Oggi la consegna del riconoscimento internazionale Santa Rita a Gina Garrisi, a Annalori Gorla Ambrosoli e a Monika Kornecka
Come Santa Rita sono state capaci di perdonare chi ha ucciso le persone a loro più care oppure ad accettare la grande sofferenza del proprio figlio. Sono le donne che ricevono oggi (venerdì 21 maggio) il Riconoscimento internazionale Santa Rita 2021, che ogni anno vuole accendere un faro su coloro che hanno saputo sopportare grandi sofferenze proprio come la santa di Cascia, in occasione della sua festa.

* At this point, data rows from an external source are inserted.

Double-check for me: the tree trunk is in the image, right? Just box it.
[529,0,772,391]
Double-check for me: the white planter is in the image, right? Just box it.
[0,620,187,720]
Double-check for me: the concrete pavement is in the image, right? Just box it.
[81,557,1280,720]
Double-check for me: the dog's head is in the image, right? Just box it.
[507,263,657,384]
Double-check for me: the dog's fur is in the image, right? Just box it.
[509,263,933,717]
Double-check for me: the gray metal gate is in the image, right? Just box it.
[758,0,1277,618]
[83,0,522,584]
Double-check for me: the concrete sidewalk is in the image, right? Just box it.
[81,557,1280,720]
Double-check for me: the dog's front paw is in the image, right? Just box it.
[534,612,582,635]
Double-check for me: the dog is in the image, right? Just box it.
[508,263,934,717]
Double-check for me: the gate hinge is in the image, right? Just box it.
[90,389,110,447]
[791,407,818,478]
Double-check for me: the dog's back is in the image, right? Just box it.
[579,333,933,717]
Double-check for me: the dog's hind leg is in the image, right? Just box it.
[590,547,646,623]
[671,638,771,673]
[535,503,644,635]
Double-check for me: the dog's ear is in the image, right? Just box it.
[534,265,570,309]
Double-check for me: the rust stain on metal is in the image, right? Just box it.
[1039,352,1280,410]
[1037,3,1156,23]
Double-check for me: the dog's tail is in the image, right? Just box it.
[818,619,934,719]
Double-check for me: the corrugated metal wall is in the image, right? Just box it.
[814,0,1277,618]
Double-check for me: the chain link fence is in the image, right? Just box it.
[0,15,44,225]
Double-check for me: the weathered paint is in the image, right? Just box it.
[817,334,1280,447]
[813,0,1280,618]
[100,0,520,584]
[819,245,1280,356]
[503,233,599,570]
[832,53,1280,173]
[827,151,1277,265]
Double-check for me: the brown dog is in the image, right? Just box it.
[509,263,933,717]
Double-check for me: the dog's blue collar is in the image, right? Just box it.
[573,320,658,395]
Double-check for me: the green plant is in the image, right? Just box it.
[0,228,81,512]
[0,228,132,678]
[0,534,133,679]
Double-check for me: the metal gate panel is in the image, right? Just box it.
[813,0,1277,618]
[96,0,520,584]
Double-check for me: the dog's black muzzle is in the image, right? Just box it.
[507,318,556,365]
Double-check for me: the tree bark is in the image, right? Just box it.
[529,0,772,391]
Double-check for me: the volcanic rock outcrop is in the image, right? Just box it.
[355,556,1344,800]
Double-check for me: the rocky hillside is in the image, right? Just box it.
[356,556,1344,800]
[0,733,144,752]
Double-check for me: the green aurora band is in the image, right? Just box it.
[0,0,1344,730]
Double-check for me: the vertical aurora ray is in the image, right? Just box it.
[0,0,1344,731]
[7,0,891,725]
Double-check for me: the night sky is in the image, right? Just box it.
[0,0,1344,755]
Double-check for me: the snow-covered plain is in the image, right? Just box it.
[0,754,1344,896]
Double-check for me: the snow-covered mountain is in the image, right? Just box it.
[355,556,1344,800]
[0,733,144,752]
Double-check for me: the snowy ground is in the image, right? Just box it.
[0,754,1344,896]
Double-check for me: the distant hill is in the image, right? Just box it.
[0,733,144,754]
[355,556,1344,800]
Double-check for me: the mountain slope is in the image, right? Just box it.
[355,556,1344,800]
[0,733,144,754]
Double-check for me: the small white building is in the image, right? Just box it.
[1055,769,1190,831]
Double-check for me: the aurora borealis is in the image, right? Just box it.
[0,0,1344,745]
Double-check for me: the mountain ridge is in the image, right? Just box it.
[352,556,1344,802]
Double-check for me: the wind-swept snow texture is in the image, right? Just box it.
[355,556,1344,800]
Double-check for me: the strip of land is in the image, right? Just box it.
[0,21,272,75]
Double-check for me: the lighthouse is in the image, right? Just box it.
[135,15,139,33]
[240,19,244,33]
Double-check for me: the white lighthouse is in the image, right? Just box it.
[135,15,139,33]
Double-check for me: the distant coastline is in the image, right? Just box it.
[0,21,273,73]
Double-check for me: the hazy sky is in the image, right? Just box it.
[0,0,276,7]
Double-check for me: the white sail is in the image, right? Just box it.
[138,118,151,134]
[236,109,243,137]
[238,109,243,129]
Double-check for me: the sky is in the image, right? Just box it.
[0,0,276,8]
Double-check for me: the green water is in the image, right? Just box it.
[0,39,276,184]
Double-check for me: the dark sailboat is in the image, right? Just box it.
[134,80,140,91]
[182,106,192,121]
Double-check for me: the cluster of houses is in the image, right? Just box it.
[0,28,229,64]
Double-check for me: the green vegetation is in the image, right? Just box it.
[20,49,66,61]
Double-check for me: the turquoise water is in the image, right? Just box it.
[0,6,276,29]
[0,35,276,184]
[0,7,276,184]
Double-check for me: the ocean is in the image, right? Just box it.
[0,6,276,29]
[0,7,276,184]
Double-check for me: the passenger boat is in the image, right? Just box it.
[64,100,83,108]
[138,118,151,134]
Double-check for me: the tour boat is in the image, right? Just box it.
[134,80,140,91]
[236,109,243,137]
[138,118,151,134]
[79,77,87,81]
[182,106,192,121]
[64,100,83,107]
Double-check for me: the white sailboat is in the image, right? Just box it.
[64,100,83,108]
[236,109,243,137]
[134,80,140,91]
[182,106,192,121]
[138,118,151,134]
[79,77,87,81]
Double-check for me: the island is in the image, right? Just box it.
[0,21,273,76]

“Le loro storie ci consegnano il valore della festa di Santa Rita”
Ad aprire la cerimonia di premiazione, in Basilica, il messaggio di suor Maria Rosa Bernardinis, Priora del Monastero Santa Rita da Cascia. “Le storie di queste donne – spiega – ci consegnano quello che è il valore della Festa di Santa Rita. Un giorno davvero speciale che, facendoci rivivere il suo vissuto e i suoi insegnamenti, ci invita ad essere, noi stessi ed oggi, testimoni della sua santità. Ciò vuol dire che è nostro compito fare in modo che il messaggio di Rita sia potente e vivo, attraverso di noi. Nelle nostre azioni quotidiane facciamoci accompagnare concretamente dall’amore, dal perdono, dal dialogo, dalla speranza e dall’umiltà che la nostra Rita ha seminato nei secoli fino ad oggi. Lei ci chiede di raccogliere questi semi e di continuare a diffonderli in nome di Dio. Perché il vero miracolo di Rita sta nel portare questa benedizione nella nostra vita e tramite noi in quella di quanti ci sono vicini. E allora la sua festa sarà la nostra festa!”.
A consegnare la pergamena, simbolo del Riconoscimento che celebra valori quali il perdono, l’amore ed il servizio alla famiglia ed il prossimo, è padre Alejandro Moral Antón, Priore Generale dell’Ordine di Sant’Agostino.
Premio istituito dal 1988
Il Riconoscimento Internazionale Santa Rita dal 1988 viene consegnato a delle donne, di ogni età, condizione, nazione e religione, che vivendo i valori ritiani sono un esempio universale. Sono chiamate, infatti, “Donne di Rita”, perché come lei si sono distinte per scelte e opere che profumano di santità. Con loro, si vuole mostrare al mondo che è possibile vivere secondo i valori che guidarono l’esistenza di Santa Rita: tra tutti il perdono e l’amore.
Di seguito le storie delle tre donne, presentate da Tiziana Campisi, giornalista di Vatican News-Radio Vaticana con le motivazioni ufficiali.
Gina e l’amore per la figlia con una grave malattia genetica
Geltrude Garrisi, conosciuta come Gina, di Caltabellotta (Agrigento), “riceve il Riconoscimento per aver accolto con amore e accettato la nascita di una figlia, tanto desiderata, affetta da una grave malattia genetica. La grande devozione di Gina a Santa Rita le ha insegnato a trovare la forza per portare avanti la sua missione soprattutto attraverso la preghiera e la vicinanza al Signore. Continua così ad essere esempio di conforto e speranza per tante mamme che quotidianamente si confrontano con la sofferenza dei loro figli”.
Annalori, vedova di Giorgio Ambrosoli
Anna Lorenza Gorla Ambrosoli, per tutti Annalori, di Milano. “Riceve il Riconoscimento Internazionale Santa Rita perché, come la santa, ha saputo volgere la sua dolorosa esperienza personale e familiare ad impegno fattivo per costruire il bene comune. L’assassinio del marito Giorgio Ambrosoli, uomo di Stato ligio, professionista schivo e incorruttibile, è diventato così seme di bene per la costruzione di un’Italia fondata sui valori di giustizia ed equità sociale, tramandandone l’eredità morale non solo ai suoi figli, ma anche alle nuove generazioni, che ha incontrato in oltre 40 anni di instancabile attività sociale”.
Monika e il perdono all’assassino del figlio
Monika Kornecka che arriva da Cracovia (Polonia) e “riceve il Riconoscimento perché, sull’esempio ritano, ha perdonato senza esitare l’uccisore del figlio rifiutando sin da subito le richieste di vendetta e di odio che si stavano propagando attraverso il web intorno alla sua famiglia. Il suo è stato un perdono fattosi carne nella preghiera per la conversione dell’assassino e in segni tangibili di vicinanza anche in carcere. Tutto ciò accompagnato alla decisione di dedicarsi alla cura di bambini sofferenti e morenti, per rendere ancor più fecondo il suo essere madre”.